O ministro da Secretaria de Relações Institucionais, José Guimarães (PT-CE), saiu em defesa do líder do governo no Senado, Jaques Wagner (PT-BA), ao comentar a 9ª fase da Operação Compliance Zero, deflagrada pela Polícia Federal. Em agenda em Sergipe, Guimarães disse que o senador terá oportunidade de apresentar sua versão, mas deixou claro que o Executivo apoia a continuidade das apurações com transparência e respeito ao contraditório.
Guimarães ressaltou a autonomia da Polícia Federal e afirmou que o Planalto não orientou projetos que tramitaram no Congresso em favor do Banco Master. A declaração surge após o relator do caso no STF, ministro André Mendonça, autorizar buscas com base em indícios de que Wagner teria atuado em temas relevantes para a instituição financeira, como crédito consignado, Fundo Garantidor de Crédito e a negociação envolvendo o BRB.
Além de defender acesso ao direito de defesa, o ministro tentou conter efeitos políticos imediatos: evitou falar em substituição da liderança no Senado, atribuindo a decisão ao presidente Lula, e afirmou que o governo continuará focado na votação de pautas consideradas prioritárias. Ainda assim, o episódio acende alerta sobre o risco de desgaste da base governista na Casa e pode complicar a tramitação de matérias sensíveis caso aumente a pressão política.
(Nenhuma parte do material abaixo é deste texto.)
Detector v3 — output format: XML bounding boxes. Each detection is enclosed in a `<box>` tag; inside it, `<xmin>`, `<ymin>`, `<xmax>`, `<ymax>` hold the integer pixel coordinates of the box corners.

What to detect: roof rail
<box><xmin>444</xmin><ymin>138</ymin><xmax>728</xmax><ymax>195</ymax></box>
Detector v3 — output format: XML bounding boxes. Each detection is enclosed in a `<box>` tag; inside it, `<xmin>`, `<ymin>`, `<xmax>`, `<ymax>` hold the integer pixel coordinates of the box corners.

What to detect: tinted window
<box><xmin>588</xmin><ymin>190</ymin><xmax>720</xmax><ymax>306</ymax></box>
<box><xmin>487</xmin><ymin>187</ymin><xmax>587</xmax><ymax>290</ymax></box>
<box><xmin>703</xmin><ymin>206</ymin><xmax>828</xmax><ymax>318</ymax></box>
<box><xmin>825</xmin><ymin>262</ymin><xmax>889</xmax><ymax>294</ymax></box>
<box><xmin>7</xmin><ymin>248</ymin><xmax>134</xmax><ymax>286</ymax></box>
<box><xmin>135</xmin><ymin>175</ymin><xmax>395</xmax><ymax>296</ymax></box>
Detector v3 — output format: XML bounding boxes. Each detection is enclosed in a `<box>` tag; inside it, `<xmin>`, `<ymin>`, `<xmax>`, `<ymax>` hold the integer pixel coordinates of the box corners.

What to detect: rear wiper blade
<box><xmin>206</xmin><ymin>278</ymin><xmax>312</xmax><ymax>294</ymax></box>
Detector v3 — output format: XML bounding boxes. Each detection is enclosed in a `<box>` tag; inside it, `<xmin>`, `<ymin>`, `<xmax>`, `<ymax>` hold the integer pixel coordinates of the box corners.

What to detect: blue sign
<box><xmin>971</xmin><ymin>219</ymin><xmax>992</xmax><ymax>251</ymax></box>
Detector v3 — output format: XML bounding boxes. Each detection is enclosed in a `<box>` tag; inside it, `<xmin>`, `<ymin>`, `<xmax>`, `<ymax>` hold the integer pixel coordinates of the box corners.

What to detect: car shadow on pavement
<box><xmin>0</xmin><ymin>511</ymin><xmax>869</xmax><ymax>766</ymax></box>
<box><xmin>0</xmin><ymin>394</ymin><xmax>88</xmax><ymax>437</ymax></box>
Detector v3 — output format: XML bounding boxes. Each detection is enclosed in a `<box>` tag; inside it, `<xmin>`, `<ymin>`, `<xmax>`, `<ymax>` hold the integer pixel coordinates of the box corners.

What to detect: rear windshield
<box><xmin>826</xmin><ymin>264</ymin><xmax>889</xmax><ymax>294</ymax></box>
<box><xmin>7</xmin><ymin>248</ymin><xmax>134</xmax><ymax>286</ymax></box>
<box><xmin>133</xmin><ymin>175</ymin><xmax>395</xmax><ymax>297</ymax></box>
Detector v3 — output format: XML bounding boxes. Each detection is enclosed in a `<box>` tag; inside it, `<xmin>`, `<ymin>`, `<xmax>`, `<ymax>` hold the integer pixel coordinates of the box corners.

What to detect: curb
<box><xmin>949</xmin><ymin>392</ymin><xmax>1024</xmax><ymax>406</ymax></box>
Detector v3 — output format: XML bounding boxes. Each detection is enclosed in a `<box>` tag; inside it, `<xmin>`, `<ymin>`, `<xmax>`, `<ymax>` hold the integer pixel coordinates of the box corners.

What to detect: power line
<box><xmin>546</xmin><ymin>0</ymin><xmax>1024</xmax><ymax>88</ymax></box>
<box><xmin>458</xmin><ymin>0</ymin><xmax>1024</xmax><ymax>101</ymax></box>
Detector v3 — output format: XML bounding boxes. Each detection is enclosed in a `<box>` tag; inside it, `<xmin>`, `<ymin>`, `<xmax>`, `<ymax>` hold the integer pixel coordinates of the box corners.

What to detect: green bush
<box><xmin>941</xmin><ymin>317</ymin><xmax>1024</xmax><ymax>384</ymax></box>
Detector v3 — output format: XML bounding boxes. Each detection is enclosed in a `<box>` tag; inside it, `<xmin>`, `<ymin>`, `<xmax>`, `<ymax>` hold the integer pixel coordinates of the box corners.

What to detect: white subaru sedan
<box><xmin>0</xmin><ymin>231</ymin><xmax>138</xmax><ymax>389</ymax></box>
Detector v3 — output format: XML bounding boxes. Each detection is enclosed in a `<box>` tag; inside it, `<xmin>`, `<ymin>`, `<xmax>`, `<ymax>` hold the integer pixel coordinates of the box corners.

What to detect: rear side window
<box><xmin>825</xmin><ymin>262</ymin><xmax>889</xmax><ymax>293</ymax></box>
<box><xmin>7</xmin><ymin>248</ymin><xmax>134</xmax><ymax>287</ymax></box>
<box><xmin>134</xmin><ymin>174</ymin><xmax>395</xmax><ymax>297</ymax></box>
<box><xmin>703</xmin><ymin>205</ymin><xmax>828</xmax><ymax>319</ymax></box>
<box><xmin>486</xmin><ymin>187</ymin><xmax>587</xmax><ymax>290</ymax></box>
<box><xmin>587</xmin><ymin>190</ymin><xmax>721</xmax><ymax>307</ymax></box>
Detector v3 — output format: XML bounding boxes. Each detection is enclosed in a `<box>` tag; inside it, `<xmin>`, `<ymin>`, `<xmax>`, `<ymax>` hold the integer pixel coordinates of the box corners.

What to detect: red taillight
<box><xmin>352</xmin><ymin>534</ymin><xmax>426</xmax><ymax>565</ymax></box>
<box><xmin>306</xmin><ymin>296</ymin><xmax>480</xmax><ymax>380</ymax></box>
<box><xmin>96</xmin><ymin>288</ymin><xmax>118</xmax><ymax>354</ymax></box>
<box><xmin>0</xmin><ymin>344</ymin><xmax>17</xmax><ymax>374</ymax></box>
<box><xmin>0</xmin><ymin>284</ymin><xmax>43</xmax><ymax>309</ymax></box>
A combinação entre investigação da Polícia Federal e decisão do STF põe o caso no centro do debate sobre limites entre articulação parlamentar e responsabilidade política. Para o governo, a ênfase na transparência e na independência das apurações busca minimizar o impacto institucional; para a oposição, os fatos reforçam exigência por esclarecimentos e põem em teste a estabilidade da coesão política em torno das propostas do Executivo.